Research shows that acts of kindness not only benefit the person who receives the kindness but also release endorphins responsible for feelings of contentment in the person offering the kindness.
A simple daily act of kindness for yourself, for someone else, or for Nature will do wonders for your mood. Can you commit to thirty days of kindness? For yourself, set aside time in silence to affirm your life's path, to recognize your courage in trying something new, or to acknowledge being just the way you are. Forgive a mistake. Take time to walk outside and notice beauty, or just rest in a peaceful spot. For others, find small, simple ways to offer love, support, and encouragement with notes, calls, sharing food, doing a chore, or bringing flowers. For Nature, invite in wildlife with garden plants and birdseed, or give to causes and charities that work to restore habitat and diversity.
Listening with an open heart and without agenda is one of the greatest gifts we can offer someone.
Invite a friend or family member to go for a walk or for tea. Ask how that person is doing— and be present for the answer. With sincere open questions, encourage them to share more deeply. Or make a phone call to a good friend: Sometimes it's when speaking on the phone that we get the chance to really listen. When someone is lonely, sad, or trying to make a big decision, it is a gift to track and remember what is being shared so you can be a clear mirror for them.
I think about forgiveness when I'm watering the garden and suddenly little or no water comes out because there's a kink in the hose.

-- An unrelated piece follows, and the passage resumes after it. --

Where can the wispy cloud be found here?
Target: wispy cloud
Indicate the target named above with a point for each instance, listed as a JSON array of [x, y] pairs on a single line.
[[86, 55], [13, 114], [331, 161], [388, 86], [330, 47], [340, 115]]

Is there a situation or person in your life you have not forgiven? Are you carrying resentment about something within yourself? Take this opportunity to be completely honest. Write down on a piece of paper: "I don't forgive because____." Reflect on how long you have been living with anger, resentment, or negative judgment, and think about how it makes you feel. Write three benefits for holding on to the resentment exactly as you're carrying it. Maybe it's outrage or disappointment, or maybe it seems easier than dealing with the situation directly.